1. The principle of fingerprint deduplication exists in scrapy.util.requests
Packages that need to be installed
pip install scrapy-redis-cluster #Install the module
pip install scrapy-redis-cluster==0.4 #Specify the version when installing the module
pip install --upgrade scrapy-redis-cluster #Upgrade the module version
2. setting configuration
# -*- coding: utf-8 -*-
BOT_NAME = 'zongheng'
SPIDER_MODULES = ['rankxs.spiders']
NEWSPIDER_MODULE = 'rankxs.spiders'
# Crawl responsibly by identifying yourself (and your website) on the user-agent
# Obey robots.txt rules
ROBOTSTXT_OBEY = False
######################################################
##############下面是Scrapy-Redis相关配置################
######################################################
# 指定Redis的主机名和端口
REDIS_HOST = 'localhost'
REDIS_PORT = 6379
# 调度器启用Redis存储Requests队列
SCHEDULER = "scrapy_redis.scheduler.Scheduler"
# 确保所有的爬虫实例使用Redis进行重复过滤
DUPEFILTER_CLASS = "scrapy_redis.dupefilter.RFPDupeFilter"
# 将Requests队列持久化到Redis,可支持暂停或重启爬虫
SCHEDULER_PERSIST = True
# Requests的调度策略,默认优先级队列
SCHEDULER_QUEUE_CLASS = 'scrapy_redis.queue.PriorityQueue'
# 将爬取到的items保存到Redis 以便进行后续处理
ITEM_PIPELINES = {
"rankxs.pipelines.RankxsPipeline": 1,
'scrapy_redis.pipelines.RedisPipeline': 2
}
The key point here is the order of the pipelines. If the order is wrong, the data in the database will not be able to enter.
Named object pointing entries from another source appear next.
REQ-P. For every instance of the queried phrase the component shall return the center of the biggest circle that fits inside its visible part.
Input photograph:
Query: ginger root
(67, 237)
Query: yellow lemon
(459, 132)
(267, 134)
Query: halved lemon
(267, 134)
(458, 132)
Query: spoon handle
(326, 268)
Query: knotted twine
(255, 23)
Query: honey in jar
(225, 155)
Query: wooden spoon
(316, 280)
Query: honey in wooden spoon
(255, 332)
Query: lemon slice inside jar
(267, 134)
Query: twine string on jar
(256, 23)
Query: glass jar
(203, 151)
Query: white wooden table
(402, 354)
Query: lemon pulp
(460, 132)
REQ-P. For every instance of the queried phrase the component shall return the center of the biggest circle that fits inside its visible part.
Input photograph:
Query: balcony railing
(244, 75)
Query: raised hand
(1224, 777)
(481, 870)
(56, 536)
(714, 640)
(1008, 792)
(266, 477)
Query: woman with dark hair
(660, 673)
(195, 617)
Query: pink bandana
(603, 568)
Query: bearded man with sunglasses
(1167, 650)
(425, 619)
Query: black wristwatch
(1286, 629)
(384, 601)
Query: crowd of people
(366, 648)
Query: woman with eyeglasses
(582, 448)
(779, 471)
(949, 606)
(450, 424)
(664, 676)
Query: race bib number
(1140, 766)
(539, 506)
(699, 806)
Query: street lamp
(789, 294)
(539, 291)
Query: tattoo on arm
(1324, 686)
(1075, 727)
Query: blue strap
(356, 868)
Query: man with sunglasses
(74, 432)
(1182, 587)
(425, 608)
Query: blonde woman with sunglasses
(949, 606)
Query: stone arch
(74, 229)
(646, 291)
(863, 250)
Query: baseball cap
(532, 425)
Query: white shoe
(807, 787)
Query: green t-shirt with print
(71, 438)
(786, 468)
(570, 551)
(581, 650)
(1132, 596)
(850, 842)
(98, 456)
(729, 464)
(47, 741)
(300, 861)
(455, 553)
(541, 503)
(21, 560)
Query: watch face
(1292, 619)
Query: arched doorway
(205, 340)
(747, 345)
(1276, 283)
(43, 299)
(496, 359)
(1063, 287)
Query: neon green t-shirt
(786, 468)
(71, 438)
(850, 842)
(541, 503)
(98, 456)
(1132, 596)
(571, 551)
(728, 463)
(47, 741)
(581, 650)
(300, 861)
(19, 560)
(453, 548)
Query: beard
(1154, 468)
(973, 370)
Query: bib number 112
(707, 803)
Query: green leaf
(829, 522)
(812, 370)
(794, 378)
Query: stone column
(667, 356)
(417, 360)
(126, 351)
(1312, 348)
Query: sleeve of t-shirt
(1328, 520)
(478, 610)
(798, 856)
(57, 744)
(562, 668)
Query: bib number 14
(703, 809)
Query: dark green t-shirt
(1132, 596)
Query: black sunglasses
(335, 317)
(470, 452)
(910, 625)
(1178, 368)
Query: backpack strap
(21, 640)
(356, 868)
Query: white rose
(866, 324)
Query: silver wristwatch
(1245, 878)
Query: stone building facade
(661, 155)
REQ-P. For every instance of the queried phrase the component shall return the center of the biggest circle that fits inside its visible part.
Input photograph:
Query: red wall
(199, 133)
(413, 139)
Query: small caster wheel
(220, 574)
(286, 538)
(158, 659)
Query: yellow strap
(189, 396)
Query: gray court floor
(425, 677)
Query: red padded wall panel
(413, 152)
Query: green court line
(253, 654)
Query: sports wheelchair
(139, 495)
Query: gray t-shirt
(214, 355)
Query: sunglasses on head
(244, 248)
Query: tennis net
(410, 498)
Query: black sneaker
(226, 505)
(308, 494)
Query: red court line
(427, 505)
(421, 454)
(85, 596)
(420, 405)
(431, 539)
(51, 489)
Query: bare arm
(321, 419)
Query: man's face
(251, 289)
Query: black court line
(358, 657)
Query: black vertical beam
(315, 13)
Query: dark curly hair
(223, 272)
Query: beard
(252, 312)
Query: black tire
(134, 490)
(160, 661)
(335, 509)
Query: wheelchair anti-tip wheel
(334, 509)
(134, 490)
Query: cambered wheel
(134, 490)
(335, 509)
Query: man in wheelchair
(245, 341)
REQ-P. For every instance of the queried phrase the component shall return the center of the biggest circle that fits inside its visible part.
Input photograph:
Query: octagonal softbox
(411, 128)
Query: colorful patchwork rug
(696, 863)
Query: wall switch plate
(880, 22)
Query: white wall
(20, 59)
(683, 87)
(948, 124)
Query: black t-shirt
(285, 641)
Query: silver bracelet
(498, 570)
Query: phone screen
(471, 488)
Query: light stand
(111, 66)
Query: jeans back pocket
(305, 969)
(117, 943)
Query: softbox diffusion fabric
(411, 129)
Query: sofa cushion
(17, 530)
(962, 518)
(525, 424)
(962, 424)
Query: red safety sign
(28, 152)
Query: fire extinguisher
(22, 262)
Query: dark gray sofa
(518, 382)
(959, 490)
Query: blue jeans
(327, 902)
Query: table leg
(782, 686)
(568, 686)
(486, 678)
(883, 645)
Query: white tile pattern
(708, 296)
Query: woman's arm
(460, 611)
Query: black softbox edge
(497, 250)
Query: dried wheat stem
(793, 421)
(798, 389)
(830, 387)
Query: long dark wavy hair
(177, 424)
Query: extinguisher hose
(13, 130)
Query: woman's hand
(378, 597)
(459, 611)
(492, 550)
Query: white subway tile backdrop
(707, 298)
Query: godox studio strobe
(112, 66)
3. Display of fingerprint deduplication in redis, using redis for deduplication logic - advance team
zongheng:items and zongheng:dupefilters two keys
One is the data in items, and the other is the crawled md5 url.
The crawler will first query the dupefiters md5 url in redis
4. Multiple crawler tasks can be executed in the same file CrawlerProcess and CrawlerRunner
crawler.CrawlerRunner
from scrapy.utils.project import get_project_settings
# process=crawler.CrawlerProcess(get_project_settings()) # process.crawl(ZonghengSpider) # process.start(stop_after_crawl=False)
Program execution error
The key point is that stop_after_crawl configuration and comment TWISTED_REACTOR can be avoided. For specific reasons, you can check the source code.
5. About multi-function
from scrapy.linkextractors import LinkExtractor
The link extractor that can be used with either scrapy or scrapwlspider is more practical.